Following the route 16 we drove through more wide open land with long straight roads stretching ahead of us (the Roman’s would be proud of Canadian road building). With a train coming our way we stopped to have a look. My plans to count the carriages were thwarted firstly by a truck and then by Stef (looking for the perfect photo angle) who both blocked my line of sight. It was a pretty long one and we think it must have been pulling close to two hundred carriages.

We headed up on route 10 towards Wasagaming, a lakeside resort recommended to us by Tourist Information at Winnipeg. The National Park campsite was closed up for the season (as expected) and as we drove through the town itself it looked deserted. It was like one of those old Hollywood films where a fatal bacteria has escaped and towns have that lived in look but no people around to substantiate the view. There were a few trucks around but despite the claims in Lonely Planet that at least one place should be open to stay everything looked shut.

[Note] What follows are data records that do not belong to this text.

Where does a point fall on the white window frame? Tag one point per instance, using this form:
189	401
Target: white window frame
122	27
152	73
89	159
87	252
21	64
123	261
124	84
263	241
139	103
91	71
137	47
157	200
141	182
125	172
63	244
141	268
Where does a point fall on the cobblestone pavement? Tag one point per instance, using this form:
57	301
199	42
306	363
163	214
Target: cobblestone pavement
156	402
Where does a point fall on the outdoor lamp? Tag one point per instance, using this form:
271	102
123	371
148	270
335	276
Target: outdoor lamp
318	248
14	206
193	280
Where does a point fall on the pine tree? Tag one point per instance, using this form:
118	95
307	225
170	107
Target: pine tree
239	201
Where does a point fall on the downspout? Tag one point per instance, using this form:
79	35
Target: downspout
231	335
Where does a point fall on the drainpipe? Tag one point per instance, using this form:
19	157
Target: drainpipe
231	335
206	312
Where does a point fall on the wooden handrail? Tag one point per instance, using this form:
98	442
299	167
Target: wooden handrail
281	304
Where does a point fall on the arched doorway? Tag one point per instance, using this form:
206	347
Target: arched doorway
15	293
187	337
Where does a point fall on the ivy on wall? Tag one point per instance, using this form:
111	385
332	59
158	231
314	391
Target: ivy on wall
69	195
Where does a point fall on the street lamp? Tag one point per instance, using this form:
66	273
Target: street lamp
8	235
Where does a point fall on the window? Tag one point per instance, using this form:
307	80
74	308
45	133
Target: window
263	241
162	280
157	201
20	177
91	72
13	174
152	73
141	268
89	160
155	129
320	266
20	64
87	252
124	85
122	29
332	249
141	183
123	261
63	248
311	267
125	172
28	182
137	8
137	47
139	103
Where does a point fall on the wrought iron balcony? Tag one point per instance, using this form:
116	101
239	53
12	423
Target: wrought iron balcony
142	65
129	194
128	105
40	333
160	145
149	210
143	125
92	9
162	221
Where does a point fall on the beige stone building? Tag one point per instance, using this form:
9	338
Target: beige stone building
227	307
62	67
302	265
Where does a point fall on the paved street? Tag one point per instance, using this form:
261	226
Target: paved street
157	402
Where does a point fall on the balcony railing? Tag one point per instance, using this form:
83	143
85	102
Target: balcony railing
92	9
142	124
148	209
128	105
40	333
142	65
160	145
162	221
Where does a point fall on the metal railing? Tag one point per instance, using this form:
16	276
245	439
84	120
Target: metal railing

By this time it was starting to get dark and there were the first signs of the snow threatened earlier. We knew we needed to find somewhere to stay pretty quickly and, as the temperature was now below zero we also knew that it would not be a campsite. Back on the main road we passed the Elkhorn Lodge and checked in, conscious that this would be the first of many hotel/motel stays until we are well into British Columbia where the weather will be warmer. It will push our budget but we do not have much option.

It was a night of comfort and luxury. We had a swim in the heated indoor pool (hard life eh!) and then relaxed in the hot tub, first inside and then outside. It is a strange feeling sitting in hot bubbling water looking at the night sky. The only other time I have done this was at the Explorer Lodge in Torres Del Paine in Argentinean Patagonia. It was not long though before I could feel my head getting cold and we retreated back into the warmth.